Monday 1 December 2008

AMBLYOPIA #3: Management

When treating amblyopia you may have to use more than one method or change methods depending on how well they're working. The patient has to be told that he isn't likely to get full binocular function and may at best just get a good 'spare eye'.

Amblyopia can be prevented if detected at an early age - screening, identifying the risk factors (family history), correction of refractive errors esp. if px has full accommodative strabismus, anisometropia, high astigmatism. If px is less than 10 years old with VA of 6/24 or better the spec correction may improve the VA on its own. You would get the px to wear the new rx and reassess in 6-8 weeks.

Occlusion

  • Total occlusion - excluding all light and form (patch, spec occluder, opaque contact lens)
  • Total occlusion excluding form only - frosted glass
  • Partial occlusion - allows form appreciation but diminishes acuity (clear nail varnish, ND filters, also near occlusion only)
Occlusion can be direct or indirect - occluding the amblyopic or non-amblyopic eye
  • Bagerter and Cuppers thought indirect was best for amblyopia associated with eccentric fixation in an attempy to weaken the EF through disuse.
  • Von Noorden found no evidence that direct occlusion reinforces eccentric fixation and found it superior to direct occlusion in children under 4.
  • Schapero found that direct occlusion does not intensify EF. It's a simpler approach and should be the initial approach for all age groups
  • Indirect occlusion could be of value to the px who doesn't respond well to direct occlusion or has steady EF prior to direct patching
Occlusion can be full time or part time
  • The most common method of occlusion is direct & total excluding light but when binocularity is present as in small angle SOT, intermittent strab & anisometropia w/out strab partial patching is preferable
  • For px under 4 part time occlusion for several hours a day is better and prevents deprivation amblyopia. It should be assessed every week at first
  • For strabismic amblyopes over 4 years full time occlusion is best. It gets quicker results, is less disturbing to the Px and prevents ARC. Anisometropic Px can be patched full or part time.
  • It's important to obtain maximum VA before the child goes to school.
Occlusion Amblyopia
  • If there's no improvement after two weeks discontinue & check fields and VA with a view to determining an organic cause.
  • When VA has stabilised remove occlusion gradually to prevent the amblyopia returning
  • When doing direct occlusion it's best to give the Px a visual task like crossing out letter Es in newsprint or something like that.
Optical Penalisation/Fogging Method

This involves fogging the non-amblyopic eye for distance by sticking an additional +3.00 in front of it, sorta like a reading add. The amblyopic eye is then used for distance and the good eye for near. It can be worn either full time or in the evenings for tv. It's more acceptable cosmetically but not as effective as occlusion.

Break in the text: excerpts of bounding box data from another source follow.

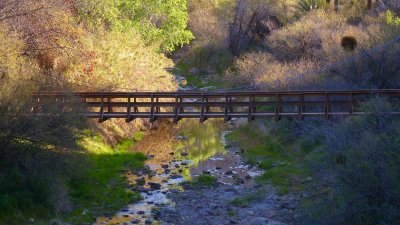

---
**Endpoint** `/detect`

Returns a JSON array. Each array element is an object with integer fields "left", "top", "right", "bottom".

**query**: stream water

[{"left": 95, "top": 75, "right": 262, "bottom": 225}]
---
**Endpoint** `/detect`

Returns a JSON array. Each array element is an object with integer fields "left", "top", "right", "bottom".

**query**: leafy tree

[{"left": 75, "top": 0, "right": 193, "bottom": 53}]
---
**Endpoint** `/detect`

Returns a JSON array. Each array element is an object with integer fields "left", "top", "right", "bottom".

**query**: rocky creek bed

[{"left": 96, "top": 119, "right": 298, "bottom": 225}]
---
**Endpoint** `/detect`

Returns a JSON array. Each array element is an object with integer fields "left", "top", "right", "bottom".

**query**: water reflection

[{"left": 96, "top": 119, "right": 259, "bottom": 224}]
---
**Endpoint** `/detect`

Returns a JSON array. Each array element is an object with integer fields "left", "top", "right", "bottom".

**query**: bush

[
  {"left": 75, "top": 0, "right": 193, "bottom": 53},
  {"left": 304, "top": 99, "right": 400, "bottom": 224},
  {"left": 226, "top": 10, "right": 399, "bottom": 89}
]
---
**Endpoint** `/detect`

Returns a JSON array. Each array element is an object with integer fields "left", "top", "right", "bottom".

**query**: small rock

[
  {"left": 225, "top": 170, "right": 233, "bottom": 176},
  {"left": 148, "top": 182, "right": 161, "bottom": 190},
  {"left": 171, "top": 174, "right": 182, "bottom": 179}
]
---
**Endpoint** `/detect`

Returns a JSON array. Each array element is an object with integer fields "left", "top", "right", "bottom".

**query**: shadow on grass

[{"left": 0, "top": 134, "right": 146, "bottom": 225}]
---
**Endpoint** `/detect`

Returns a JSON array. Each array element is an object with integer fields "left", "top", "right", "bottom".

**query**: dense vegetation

[
  {"left": 0, "top": 0, "right": 189, "bottom": 224},
  {"left": 0, "top": 0, "right": 400, "bottom": 224}
]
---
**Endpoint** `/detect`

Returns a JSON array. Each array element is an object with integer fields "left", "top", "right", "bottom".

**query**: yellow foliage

[{"left": 66, "top": 31, "right": 177, "bottom": 91}]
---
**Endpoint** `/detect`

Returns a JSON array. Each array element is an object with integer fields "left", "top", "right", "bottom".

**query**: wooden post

[
  {"left": 275, "top": 94, "right": 282, "bottom": 122},
  {"left": 150, "top": 94, "right": 157, "bottom": 123},
  {"left": 349, "top": 93, "right": 354, "bottom": 116},
  {"left": 200, "top": 94, "right": 208, "bottom": 123},
  {"left": 324, "top": 94, "right": 331, "bottom": 120},
  {"left": 224, "top": 95, "right": 231, "bottom": 122},
  {"left": 125, "top": 95, "right": 132, "bottom": 123},
  {"left": 99, "top": 95, "right": 106, "bottom": 123},
  {"left": 334, "top": 0, "right": 339, "bottom": 12},
  {"left": 107, "top": 97, "right": 112, "bottom": 112}
]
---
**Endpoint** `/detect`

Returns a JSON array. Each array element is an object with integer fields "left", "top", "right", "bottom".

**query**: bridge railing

[{"left": 32, "top": 90, "right": 400, "bottom": 122}]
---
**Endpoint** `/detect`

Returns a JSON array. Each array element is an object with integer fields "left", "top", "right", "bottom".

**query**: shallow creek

[{"left": 95, "top": 76, "right": 262, "bottom": 225}]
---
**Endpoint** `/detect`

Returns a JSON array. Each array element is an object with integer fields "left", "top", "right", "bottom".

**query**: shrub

[
  {"left": 304, "top": 99, "right": 400, "bottom": 224},
  {"left": 296, "top": 0, "right": 327, "bottom": 16},
  {"left": 227, "top": 10, "right": 399, "bottom": 89}
]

Drug Penalisation/Cycloplegia

This is achieved by using 1% atropine ointment on the non-amblyopic eye. This is the reverse of optical penalisation in that the Px uses the amblyopic eye for near and the non-amblyopic eye for distance. This treatment is good for supplementing or replacing occlusion but is rarely the first thing tried. It's good when co-operation is poor. Unfortunately it's only useful in mild/moderate amblyopia - if the amblyopia is too deep then the non-amblyopic eye will still be used. The lack of involvement of patching or glasses means it's good when cosmesis is a problem (ie in older kids).

If the patient has nystagmus with a latent component this method is also very good. If you patch the good eye and the other eye starts doing a nystagmus movement then it's obvious that you aren't going to get good 6/5 vision in that eye.

CAM Visual Stimulator

Px exposed to intense visual stimulation for short periods of time w/good eye occluded. Rotating grating of different contrast & spatial frequencies to stimulate large number of cells at one time. Method is better in anisometropic amblyopia rather than strabismic but the results are dubious.

Pleoptic Treatment

After-images - useful when EF is present. A large bright after image is produced in the amblyopic eye - a ring centred on and also sparing the fovea. It desensitises the EF point - Px then looks at a near fixation target with true foveal fixation. It requires a mydriatic and daily treatment is required. Very time consuming, not easy or popular.

After Image Transfer Method

This was first used for eccentric fixation but has been shown useful in amblyopia too. A central AI is created in the dominant eye and then transferred to the amblyopic eye. Px is then asked to locate AI at the point of fixation and to see the smaller fixation letters. This must be repeated as the AI fades. Best if VA is 6/24 or better esp when VA has deteriorated again following success with other orthoptic procedures.

Anti-Suppression

Useful in older Px w/good chance of binocularity

Mallett Intermittent Photic Stimulator Unit

Red light stimulation at 4Hz with an interesting detailed visual task for 20-30 minutes. One or two times a week. Results dubious again.